Concert: Parkay Quarts

By Rhett Guenthner

Parkay Quarts took the stage at a sold-out DC9 on November 6 as “more of a Parquet Courts cover band,” frontman Andrew Savage described while the smell of fresh bread wafted through the air for some reason.

The difference between Parquet Courts and Parkay Quarts is essentially the lineup. Savage and guitarist Austin Brown are in both groups while the bassist and drummer positions get switched out for Parkay Quarts. The second Parkay Quarts release came out the week following the show, the darker, experimental LP Content Nausea. Featuring covers of The 13th Floor Elevators and Nancy Sinatra, the record is Savage and Brown’s second of the year, following spring’s Sunbathing Animal under the Parquet Courts name. It also shows them continuing further in the direction Animal started. Feedback is used more, as well as periods of repeated rhythms and wild, electronic distortion. Savage also leans even more towards his nearly monotone, Lou Reed-like vocals.

Despite having a whole new record’s worth of material to pull from, they chose to mostly play Sunbathing Animal and Light Up Gold tracks, keeping it light. They launched into a set full of fast, loud songs that had some on the verge of moshing through “Black and White,” “Vienna II,” and “Master of My Craft.” Despite having some gear problems that caused Savage to play a Squier and an ornately designed Telecaster he borrowed from local opener People’s Drug, the whole band was perfect at hitting all the abrupt stops in tracks like “Vienna II” and “Borrowed Time” that last just quite long enough for people to start cheering, only to be cut off by the band continuing.

Instead of saying the usual, “We love you, (insert city name here),” Savage told the crowd that Richmond and Baltimore had been saying some awful things about D.C., but he then reassured the crowd, “you’re not so bad.”

The band did get around to some slower stuff throughout the set. They covered 13th Floor Elevators’ “Slide Machine” and played “Dear Ramona,” which Brown chose to dedicate to “Obama for getting re-elected on Tuesday.” Near the end, they played “Uncast Shadow of a Southern Myth,” the closing track to Content Nausea, which shows the band in a whole new light.

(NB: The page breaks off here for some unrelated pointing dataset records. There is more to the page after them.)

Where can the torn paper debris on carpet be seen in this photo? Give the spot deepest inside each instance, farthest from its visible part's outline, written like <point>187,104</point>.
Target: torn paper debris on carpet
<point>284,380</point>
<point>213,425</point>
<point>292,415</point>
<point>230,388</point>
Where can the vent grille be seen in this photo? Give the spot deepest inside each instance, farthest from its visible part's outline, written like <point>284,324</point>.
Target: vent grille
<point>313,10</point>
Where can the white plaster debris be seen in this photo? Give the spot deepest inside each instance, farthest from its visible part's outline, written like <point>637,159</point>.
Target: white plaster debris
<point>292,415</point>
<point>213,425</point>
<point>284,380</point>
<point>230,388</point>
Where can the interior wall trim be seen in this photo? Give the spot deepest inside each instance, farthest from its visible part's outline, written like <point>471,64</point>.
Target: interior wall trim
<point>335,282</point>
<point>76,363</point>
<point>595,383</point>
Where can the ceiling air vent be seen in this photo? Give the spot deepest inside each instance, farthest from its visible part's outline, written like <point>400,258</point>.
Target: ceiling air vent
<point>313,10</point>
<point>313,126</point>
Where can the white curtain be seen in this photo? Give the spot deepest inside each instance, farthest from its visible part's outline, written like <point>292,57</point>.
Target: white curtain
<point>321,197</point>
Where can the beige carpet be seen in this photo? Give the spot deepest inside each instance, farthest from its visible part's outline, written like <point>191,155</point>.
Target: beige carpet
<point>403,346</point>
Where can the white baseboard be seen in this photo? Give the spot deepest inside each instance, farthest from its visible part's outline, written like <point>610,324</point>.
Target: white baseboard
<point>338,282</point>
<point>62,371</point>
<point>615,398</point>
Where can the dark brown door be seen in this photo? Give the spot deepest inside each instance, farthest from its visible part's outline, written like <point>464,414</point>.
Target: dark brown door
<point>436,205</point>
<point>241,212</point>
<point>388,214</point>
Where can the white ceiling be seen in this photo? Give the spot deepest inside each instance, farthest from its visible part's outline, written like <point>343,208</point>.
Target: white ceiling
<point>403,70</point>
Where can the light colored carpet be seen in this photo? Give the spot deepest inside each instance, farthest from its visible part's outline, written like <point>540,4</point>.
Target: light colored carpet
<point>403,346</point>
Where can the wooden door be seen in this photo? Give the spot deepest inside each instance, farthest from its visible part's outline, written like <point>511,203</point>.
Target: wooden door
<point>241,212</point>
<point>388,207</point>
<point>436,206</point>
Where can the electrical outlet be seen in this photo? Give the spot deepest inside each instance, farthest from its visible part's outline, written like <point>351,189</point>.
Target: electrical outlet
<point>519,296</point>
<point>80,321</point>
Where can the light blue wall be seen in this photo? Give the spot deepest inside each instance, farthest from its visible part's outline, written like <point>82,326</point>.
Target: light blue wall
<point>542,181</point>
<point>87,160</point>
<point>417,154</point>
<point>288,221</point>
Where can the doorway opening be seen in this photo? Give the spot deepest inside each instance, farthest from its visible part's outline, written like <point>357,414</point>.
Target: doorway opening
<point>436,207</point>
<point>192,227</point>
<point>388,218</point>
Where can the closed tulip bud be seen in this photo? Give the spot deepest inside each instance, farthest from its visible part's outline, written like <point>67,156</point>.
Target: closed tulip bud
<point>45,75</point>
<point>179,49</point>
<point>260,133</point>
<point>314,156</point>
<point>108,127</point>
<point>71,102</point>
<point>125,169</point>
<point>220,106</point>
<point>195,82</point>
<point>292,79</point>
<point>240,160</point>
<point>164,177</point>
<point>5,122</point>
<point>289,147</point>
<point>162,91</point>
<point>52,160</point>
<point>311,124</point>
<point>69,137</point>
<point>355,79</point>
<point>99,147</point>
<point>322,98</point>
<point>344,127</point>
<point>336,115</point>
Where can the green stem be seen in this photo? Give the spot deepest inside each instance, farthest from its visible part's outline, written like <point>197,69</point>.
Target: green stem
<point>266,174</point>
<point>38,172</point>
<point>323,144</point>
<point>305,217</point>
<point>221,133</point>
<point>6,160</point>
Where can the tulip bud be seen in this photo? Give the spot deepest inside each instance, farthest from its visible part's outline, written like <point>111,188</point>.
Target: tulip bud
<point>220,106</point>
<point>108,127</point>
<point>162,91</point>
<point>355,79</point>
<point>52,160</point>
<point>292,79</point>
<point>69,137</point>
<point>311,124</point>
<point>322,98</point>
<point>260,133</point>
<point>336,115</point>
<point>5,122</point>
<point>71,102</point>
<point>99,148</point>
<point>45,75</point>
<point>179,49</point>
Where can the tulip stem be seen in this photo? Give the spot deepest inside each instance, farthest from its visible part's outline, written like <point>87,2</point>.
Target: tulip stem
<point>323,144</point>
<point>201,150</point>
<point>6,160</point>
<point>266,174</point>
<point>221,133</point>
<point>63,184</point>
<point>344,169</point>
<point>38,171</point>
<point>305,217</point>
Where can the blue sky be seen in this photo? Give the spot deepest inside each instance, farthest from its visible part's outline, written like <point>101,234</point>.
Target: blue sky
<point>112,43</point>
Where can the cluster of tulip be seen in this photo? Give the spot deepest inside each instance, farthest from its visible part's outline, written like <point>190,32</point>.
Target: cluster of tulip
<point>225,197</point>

The six-and-a-half-minute track sprawls with a dark, strumming guitar as Savage calmly tells a cryptic story that sounds like a composed retelling of a tense, moody western. Likely as a result of gear problems, Brown was without a slide, so he used an extra pedal for his lead guitar parts. He soon finished his beer and rubbed a sticker off so he could have something a bit less unwieldy for his meticulous plucking. The song builds into a clash of Savage’s vocals and the rest of the band as he repeatedly screams, “It was the uncast shadow/ Of a southern myth.”

Following “Southern Myth,” they chugged out the even-longer “Instant Disassembly” before finishing the show with “Light Up Gold” and “Sunbathing Animal.” No encore. Some people started to cheer to try and get them back quickly, but soon most of the crowd just stood there in the dark waiting to see if the band would come back, but content enough with the set filled with many of their best songs, that it would be perfectly fine to end the show.